Think of what story you would tell a member of the audience over coffee. Forget your grand entrance, forget the brass band, forget about your boss staring at you. Just tell the story simply and plainly between sips of coffee. What aspects would you emphasize and what would you leave out? How would you structure it? You might find your story’s germ there.

Is anything significant in your data? Events become newsworthy with timeliness, proximity, novelty, or impact. The reporter covering a house fire, for example, may ponder various angles: a house that burned down within the news medium’s area is more significant than one outside of it. Yesterday’s fire is more significant than last year’s fire. The mayor’s house is more significant than those of most former mayors. On the other hand, George Washington having slept in the house even one night trumps everything.

Look for anomalies. Everyone’s heard of “man bites dog,” the anomaly that explains what becomes news. “When everything goes as you expect — the sun comes up, spring follows winter, the airplane works flawlessly — there’s no story,” writes Stephen Denning in The Leader’s Guide to Storytelling (2011; Jossey-Bass). “Paying attention to apparent anomalies is one of the reasons that we have survived as a species.”

Remember that the data is not necessarily the story. This is the most common discovery I’ve heard from data analysts. A vice president at AT&T once told Fern Halper, now director of TDWI Research for advanced analytics, to just tell him something that is 80 percent correct. Don’t get too get down in the weeds. “For him,” she said, “good enough was good enough.”

Max Galka, a cofounder of Revaluate, an apartment-rating service for renters in Manhattan, found that his customers wanted simple data. “You have to focus on the high level,” Max said. At first, he displayed data the way he likes it. “I wouldn’t put much credence in a building’s overall score [if] there wasn’t any detail behind it,” he said. In fact, he could offer deep, rich data on scores of apartments, “but consumers like [simplicity].”

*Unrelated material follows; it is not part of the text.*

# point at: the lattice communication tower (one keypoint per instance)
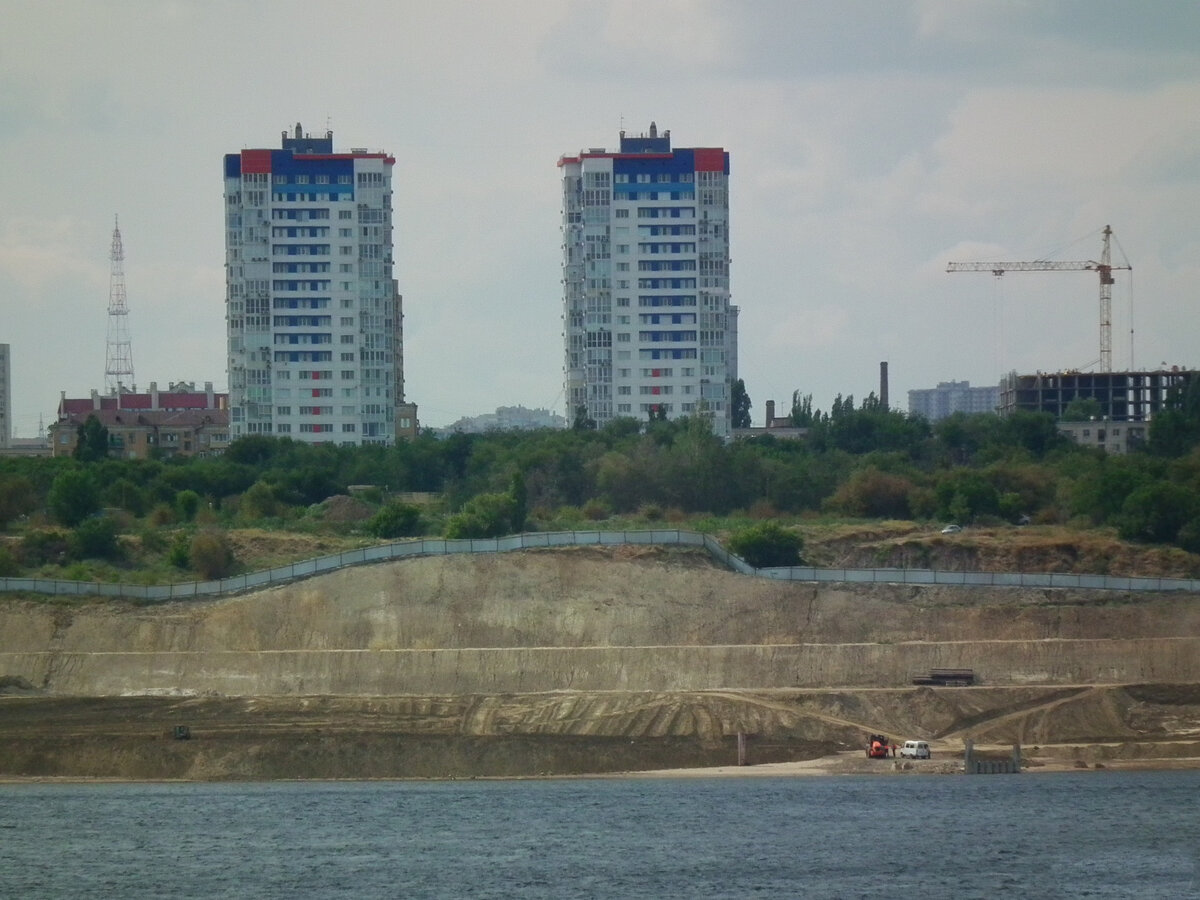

He tried to lure people into logging into the site to get rich data in elaborate tables and hierarchies, the way he likes it. Few did. “One guy checked 10 or so buildings every week without logging in.”

Deciding what data to show, lose, or summarize has to be guided by audience and medium. What does the audience really want to know? What does it know already? What incomplete stories can you support or question?

Is the anecdote about the guy checking so many buildings without logging in meaningful as data? No, it’s about just one person — but it’s the story that’s remembered and retold. Galka, a data analyst, had taken off his data analyst’s hat and put on his journalist’s hat.